New Jersey Herald: Local Opinion: Waves of refugees: Why we need a "complete' plan for the Middle East
By Rodney Frelinghuysen
For decades, the Middle East has been the scene of a horrendous human suffering. However, there is another "slow motion" humanitarian disaster unfolding there, beyond the gaze of the media and the general public: Millions upon millions of residents fleeing to escape rampant sectarian violence in their home countries, including a civil war in Syria that has claimed over a quarter-million lives, Christians and Muslims alike.
The numbers are staggering. On average, 42,500 people were displaced every day in 2014.
About 7.6 million Syrians are taking to the road within their own country, and 3.88 million have become refugees. They have fled to neighboring Iraq, Jordan, Lebanon, Turkey and Egypt, putting incredible pressure on the resources, infrastructure and economy of these host nations, leading to political instability. In fact, this month, the U.N. named Syria the largest global source of refugees, replacing Afghanistan, which had led the world for 30 years.
But the Syrian slaughter is not the only source of the refugee tide in the Middle East. According to the International Organization for Migration, 2.4 million persons have fled their homes in Iraq due to pressure or fear of the Islamic State in Iraq and the Levant (ISIL), al Qaeda and the Syrian military. Another 200,000 men, women and children left the country altogether.
While conflicts in Afghanistan, Yemen and various regions in Africa have been major sources of displacement, the Mediterranean seems to be the new focal point of a growing human tide as residents escape brutal sectarian violence by boat, by raft or by "zombie ships," abandoned by their crews.

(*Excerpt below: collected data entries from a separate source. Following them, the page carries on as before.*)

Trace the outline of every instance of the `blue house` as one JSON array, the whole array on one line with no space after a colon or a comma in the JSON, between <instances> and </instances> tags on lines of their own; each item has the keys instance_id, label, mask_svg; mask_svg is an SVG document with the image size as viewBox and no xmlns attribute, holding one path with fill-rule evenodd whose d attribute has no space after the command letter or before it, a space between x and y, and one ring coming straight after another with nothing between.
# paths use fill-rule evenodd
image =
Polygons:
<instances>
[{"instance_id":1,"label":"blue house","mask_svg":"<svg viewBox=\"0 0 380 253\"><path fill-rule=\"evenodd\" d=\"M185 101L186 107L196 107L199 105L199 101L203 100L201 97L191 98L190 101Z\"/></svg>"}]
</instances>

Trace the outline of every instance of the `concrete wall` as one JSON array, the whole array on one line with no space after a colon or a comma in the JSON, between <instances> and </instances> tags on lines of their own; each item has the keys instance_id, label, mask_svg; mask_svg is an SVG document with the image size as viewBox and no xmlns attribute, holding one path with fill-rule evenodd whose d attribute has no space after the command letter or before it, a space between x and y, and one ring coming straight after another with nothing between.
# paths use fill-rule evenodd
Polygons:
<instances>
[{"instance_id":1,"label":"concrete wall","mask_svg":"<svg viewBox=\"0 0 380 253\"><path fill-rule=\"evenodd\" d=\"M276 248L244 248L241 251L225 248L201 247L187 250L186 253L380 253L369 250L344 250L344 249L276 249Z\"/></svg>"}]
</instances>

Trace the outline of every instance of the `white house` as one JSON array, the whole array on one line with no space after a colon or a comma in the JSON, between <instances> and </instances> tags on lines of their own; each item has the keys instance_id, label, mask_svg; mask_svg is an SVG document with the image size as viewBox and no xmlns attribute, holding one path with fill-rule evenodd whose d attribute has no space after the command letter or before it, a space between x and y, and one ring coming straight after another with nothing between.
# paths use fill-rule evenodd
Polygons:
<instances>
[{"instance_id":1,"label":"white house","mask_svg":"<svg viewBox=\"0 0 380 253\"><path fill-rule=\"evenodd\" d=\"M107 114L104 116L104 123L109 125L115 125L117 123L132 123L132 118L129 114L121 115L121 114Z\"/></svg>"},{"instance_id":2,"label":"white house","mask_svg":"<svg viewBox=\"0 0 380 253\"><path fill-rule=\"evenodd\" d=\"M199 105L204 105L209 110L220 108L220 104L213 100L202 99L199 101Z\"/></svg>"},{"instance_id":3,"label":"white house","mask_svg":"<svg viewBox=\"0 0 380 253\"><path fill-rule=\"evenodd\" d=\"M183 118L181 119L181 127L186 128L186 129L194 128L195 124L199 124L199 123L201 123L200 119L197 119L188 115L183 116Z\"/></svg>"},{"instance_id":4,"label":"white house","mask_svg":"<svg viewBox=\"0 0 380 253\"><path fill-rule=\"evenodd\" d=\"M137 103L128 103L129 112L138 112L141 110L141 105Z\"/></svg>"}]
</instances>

Increasing numbers of Africans are fleeing through lawless Libya and onto the Mediterranean Sea for a dangerous passage to Europe.
On a recent weekend, the Italian Coast Guard reported pulling 700 migrants off deflating rafts in the Mediterranean Sea. A few weeks before that, coast guardsmen plucked 274 migrants from a ship in the Mediterranean, just a day after another 300 rescued people arrived in a port in Sicily. And then there have been stories of Christians being singled out and hurled overboard other boats and rafts.
When it chooses to report, the media refers to the victims of these tragedies as "migrants," but let us face facts: These desperate people are casualties from intolerant religious violence, unrelenting civil wars and an explosion of terrorism. Many are subject to horrific abuse, including sexual and other forms of human trafficking.
Confronting recent tragedies, European leaders say they will take strong new measures to halt the flow of refugees, cracking down on smugglers' boats before they leave port, rather than on the high seas.
This plan of action, if fully implemented, may save some lives in the coming months. But the real solution must be to diminish the conditions that led these refugees to flee in the first place.
In Syria, the Obama Administration still insists its goal is to remove Assad, but we have done little to change conditions on the ground. In Iraq, we have sent a limited number of military advisers under constrained rules of engagement. The results have been predictably weak. Nothing we have done has stemmed the tide of fleeing men, women and children
Tragically, the Obama Administration has shown no inclination to develop a "complete" plan with our allies to dampen the Islamist and sectarian violence that are tearing the Middle East and Mediterranean apart.
While the United States and our partners hesitate and vacillate, we may be on the verge of a dangerous new age of mass displacement -- an age that threatens even more conflict and more human suffering.